In het plan (§ 632 en 640) staat dat indicatoren voor duurzame ontwikkeling in de beleidsnota's moeten opgenomen zijn. De beleidsnota's voor 2001 en 2002 doen niet meer beroep op indicatoren van duurzame ontwikkeling dan voorheen. Paragraaf 768 beveelt aan dat elke beleidsnota een onderdeel Duurzame ontwikkeling zou bevatten. Er zijn enkele beleidsnota's waarin zo'n onderdeel aanwezig is. Meestal gaat het dan wel over diensten waar al sprake was van duurzame ontwikkeling voor de regering in 2000 het plan goedkeurde. Daarnaast zou dat onderdeel twee nieuwe maatregelen voor duurzame ontwikkeling moeten voorstellen (§ 769). Alleen de beleidsnota's 2002 voor Energie en duurzame ontwikkeling en voor Verkeer en infrastructuur maken melding van deze twee maatregelen.
Sommige beleidsnota's vermelden het Federaal plan inzake duurzame ontwikkeling 2000-2004 wel om bepaalde keuzes te motiveren. Voor begrotingsjaar 2001 zijn er drie die het plan minstens één keer expliciet vermelden: Sociale zaken, volksgezondheid en leefmilieu (blz. 91), Verkeer en infrastructuur (blz. 8) en Middenstand en landbouw (blz. 10). Voor 2002 zijn er dat vijf: Energie en duurzame ontwikkeling (blz. 3), Justitie (blz. 11), Maatschappelijke integratie en sociale economie (blz. 19), Verkeer en infrastructuur (blz. 23) en Volksgezondheid en leefmilieu (blz. 65).
De goedkeuring van het plan heeft binnen de regering geen kentering veroorzaakt in de verspreiding van de beginselen van duurzame ontwikkeling die het voorstaat. Toch is er een duidelijke invloed van merkbaar in het taalgebruik en de inhoud van sommige beleidsnota's.
3.1.4 Besluit
De beleidsnota's zijn belangrijke documenten voor de evaluatie van het beleid inzake duurzame ontwikkeling. Om die rol in de toekomst beter te kunnen vervullen zouden de politici in de beleidsnota's hun keuzes meer in een context van duurzame ontwikkeling moeten duiden.
Twee beginselen zijn zo goed als afwezig in de beleidsnota's: voorzorg en dubbele billijkheid. Er zijn elementen aanwezig die een invulling kunnen zijn van de overige drie beginselen van duurzame ontwikkeling. Daarin is een bescheiden vooruitgang waarneembaar tussen 1998 en 2002.
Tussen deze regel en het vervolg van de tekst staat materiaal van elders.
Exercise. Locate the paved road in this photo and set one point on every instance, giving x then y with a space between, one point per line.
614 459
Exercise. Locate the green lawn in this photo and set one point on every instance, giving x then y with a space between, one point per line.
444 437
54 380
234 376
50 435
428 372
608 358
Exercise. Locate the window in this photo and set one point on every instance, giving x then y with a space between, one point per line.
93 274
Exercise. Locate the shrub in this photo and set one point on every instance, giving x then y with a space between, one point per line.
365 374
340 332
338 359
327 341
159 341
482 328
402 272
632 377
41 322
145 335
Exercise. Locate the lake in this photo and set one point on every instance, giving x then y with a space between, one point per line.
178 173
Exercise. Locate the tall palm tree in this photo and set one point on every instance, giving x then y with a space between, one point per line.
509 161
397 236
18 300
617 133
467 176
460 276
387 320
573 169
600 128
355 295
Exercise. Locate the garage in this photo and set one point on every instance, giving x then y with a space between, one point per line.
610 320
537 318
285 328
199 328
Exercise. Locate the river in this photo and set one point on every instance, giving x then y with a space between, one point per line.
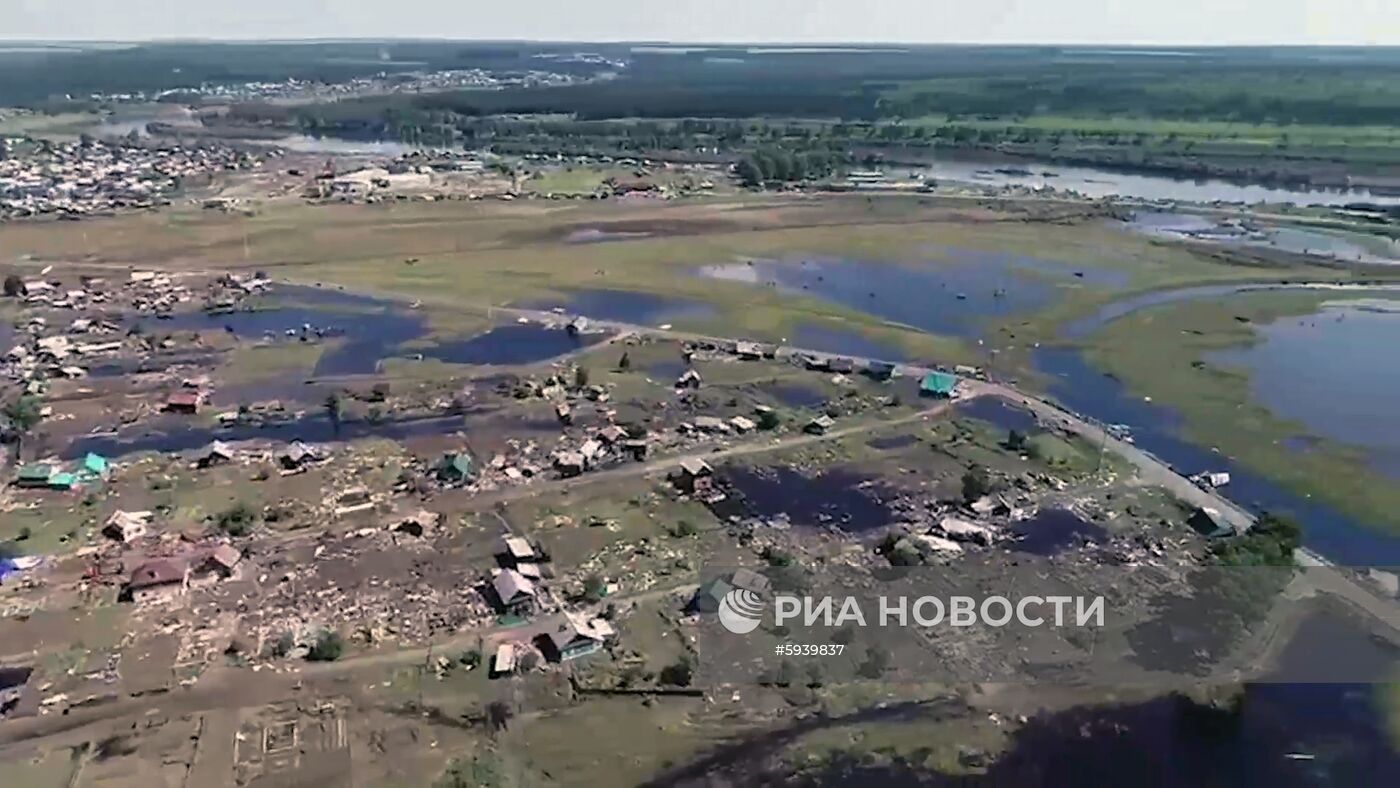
1095 182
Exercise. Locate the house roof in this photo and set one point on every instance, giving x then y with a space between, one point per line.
938 382
517 547
158 571
695 466
510 585
574 627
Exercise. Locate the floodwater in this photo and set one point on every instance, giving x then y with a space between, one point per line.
892 442
629 307
1054 531
836 497
1330 373
948 297
1094 182
1084 389
594 235
844 342
370 331
177 434
795 395
998 412
1297 240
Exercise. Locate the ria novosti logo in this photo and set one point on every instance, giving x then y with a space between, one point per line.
741 610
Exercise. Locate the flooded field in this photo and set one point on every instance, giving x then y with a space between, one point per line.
1297 240
629 307
1054 531
1094 182
172 434
1297 367
836 497
370 331
947 298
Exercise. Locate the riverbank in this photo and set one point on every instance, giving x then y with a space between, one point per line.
1169 354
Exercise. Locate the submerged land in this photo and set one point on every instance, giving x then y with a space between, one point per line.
419 465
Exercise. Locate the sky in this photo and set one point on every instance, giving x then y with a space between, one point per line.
909 21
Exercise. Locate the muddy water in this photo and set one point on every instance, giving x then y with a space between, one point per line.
627 307
1297 240
1054 531
938 298
1297 367
371 331
833 497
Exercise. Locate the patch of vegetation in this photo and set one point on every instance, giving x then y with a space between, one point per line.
328 647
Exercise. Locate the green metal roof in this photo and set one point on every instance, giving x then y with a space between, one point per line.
37 472
938 382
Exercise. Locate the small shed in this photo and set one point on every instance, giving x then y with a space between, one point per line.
504 659
214 454
34 475
819 426
95 465
1211 524
126 526
185 400
881 370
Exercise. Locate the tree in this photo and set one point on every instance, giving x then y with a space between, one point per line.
237 519
594 588
976 483
14 286
335 409
328 647
499 715
1015 441
283 645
De beleidsnota's verwijzen alsmaar meer naar de internationale context. In de meeste ontbreekt evenwel een Noord-Zuiddimensie. De integratie van componenten gaat vooruit waar het erom gaat milieubekommernissen te integreren in het beleid. Er zijn echter nog overheidsdiensten waar daar helemaal geen sprake van is. Participatie van betrokken maatschappelijke groepen is een gangbare praktijk. Uit de beleidsnota's valt evenwel niet op te maken waarom en in welke gevallen bepaalde maatschappelijke groepen al dan niet gehoord worden.
1De nota's zijn beschikbaar bij de dienst Algemene zaken van de Kamer en gedeeltelijk ook op de website van de Kamer: www.dekamer.be. Hun referentienummers beginnen per jaar met dezelfde cijfers. Voor 1998 is dat 1249, voor 1999: 1782, voor 2000: 0198, voor 2001: 0905 en voor 2002: 1448. Kamerdocumenten dragen ook een nummer per legislatuur (hier 49 en 50).